Expansion bites into pizza chain's profits
Profits at sourdough pizza chain Franco Manca halved in the six months ending in September, from £1.5m last year to just £743,000, amid its expansion push. It plans to open between eight and 10 new restaurants in the next financial year. The bite came despite a 9.3% year-on-year jump in revenue to £36m.
Manufacturing output slows
Overall UK manufacturing output dropped to 48.5 in December, according to IHS Markit’s composite purchasing managers’ index (PMI), down from 49.3 the previous month to a 41-month low. Any reading below 50 on the index indicates a contraction. The fall in manufacturing output was the fastest since July 2012. Services data also fell short of forecasts, coming in at 49 compared to an expected 49.5. The decline follows a fall in November, with the sector seeing consecutive monthly declines for the first time since 2009. “December’s PMI survey data sadly lacked festive cheer, indicating that the economy contracted for the third time in the past four months,” said IHS Markit chief business economist Chris Williamson.
MEDIA AND ENTERTAINMENT
WPP offloads Two Circles stake
WPP has sold a majority stake in sports marketing agency Two Circles to private equity firm Bruin Sports Capital. WPP, which snapped up a stake in Two Circles in 2015, did not disclose the value of the deal and said the transaction remained subject to regulatory approval.

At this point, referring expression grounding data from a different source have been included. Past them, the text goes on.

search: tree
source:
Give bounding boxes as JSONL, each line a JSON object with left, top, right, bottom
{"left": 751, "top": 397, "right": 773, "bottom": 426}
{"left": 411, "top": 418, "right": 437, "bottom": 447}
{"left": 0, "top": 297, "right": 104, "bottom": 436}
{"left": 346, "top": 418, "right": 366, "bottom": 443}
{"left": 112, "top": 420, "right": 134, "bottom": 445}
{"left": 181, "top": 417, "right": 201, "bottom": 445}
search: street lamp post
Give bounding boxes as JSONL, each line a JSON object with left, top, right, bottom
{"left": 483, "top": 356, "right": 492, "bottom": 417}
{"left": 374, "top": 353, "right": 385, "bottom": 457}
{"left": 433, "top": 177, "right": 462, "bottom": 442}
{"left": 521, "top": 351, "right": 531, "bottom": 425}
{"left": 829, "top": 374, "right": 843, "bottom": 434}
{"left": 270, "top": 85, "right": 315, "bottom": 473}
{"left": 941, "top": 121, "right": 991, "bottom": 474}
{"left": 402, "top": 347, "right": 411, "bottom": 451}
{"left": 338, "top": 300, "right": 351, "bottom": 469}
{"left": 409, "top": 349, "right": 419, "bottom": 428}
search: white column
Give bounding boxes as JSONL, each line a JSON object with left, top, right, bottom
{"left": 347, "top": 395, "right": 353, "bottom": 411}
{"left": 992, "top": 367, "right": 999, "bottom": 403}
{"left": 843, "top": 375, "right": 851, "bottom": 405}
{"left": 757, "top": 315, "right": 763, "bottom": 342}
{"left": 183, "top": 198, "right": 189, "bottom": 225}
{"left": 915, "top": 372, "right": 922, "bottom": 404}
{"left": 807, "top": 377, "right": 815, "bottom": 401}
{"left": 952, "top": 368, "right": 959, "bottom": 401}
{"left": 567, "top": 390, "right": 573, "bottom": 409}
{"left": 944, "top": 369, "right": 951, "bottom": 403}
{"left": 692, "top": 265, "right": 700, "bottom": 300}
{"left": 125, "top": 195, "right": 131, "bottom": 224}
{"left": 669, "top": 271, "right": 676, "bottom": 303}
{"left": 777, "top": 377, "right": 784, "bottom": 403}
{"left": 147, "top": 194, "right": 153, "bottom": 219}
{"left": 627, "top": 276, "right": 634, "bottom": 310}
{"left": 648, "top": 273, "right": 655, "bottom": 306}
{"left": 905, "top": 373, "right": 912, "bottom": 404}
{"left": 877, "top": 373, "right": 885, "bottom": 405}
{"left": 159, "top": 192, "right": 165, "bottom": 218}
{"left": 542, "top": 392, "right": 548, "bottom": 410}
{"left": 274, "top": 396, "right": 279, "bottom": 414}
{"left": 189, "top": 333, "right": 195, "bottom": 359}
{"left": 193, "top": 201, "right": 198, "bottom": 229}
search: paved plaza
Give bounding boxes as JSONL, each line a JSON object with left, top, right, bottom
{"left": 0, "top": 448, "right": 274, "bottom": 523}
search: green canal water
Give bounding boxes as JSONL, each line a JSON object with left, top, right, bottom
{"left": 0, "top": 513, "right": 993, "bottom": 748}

Nationwide calls on government to revive Empty Homes Fund
Nationwide has called on the new government to revive the Empty Homes Plan to bring thousands of vacant properties back into use. The building society is calling for £185m to be invested in placing families in 15,000 properties, based on local match-funding. An estimated 226,000 properties in England are empty. Nationwide believes that bringing them back into use would provide much-needed housing. At present 85,000 families are living in unsuitable and overcrowded temporary accommodation.
Sports Direct warns of closures despite rising profits
Sports Direct expects underlying earnings for the full year to grow by 5%-15% after reporting “green shoots of recovery” at House of Fraser – although it also said it will be closing a number of “unprofitable” HoF stores. Sports Direct’s group sales rose by 14% to £2.04bn in the six months to October 27, while pre-tax profits rose 160% to £193.4m. The company also reassured investors that it expected no material liability from the Belgian authorities after a £605m tax demand it received in July.
UK borrowing up by £20bn a year
The Office for Budget Responsibility (OBR) says government borrowing will increase by around £20bn a year due to accounting changes. Its updated forecasts show that the budget deficit will be £33.3bn by 2023/24, up from a previous estimate of £13.5bn. Much of the difference between the new total and one issued in March stems from changes to the way student loans are assessed, with them treated as spending now where they had been treated as such when they failed to be repaid. The OBR has also rectified a £4bn a year error that underestimated corporation tax receipts.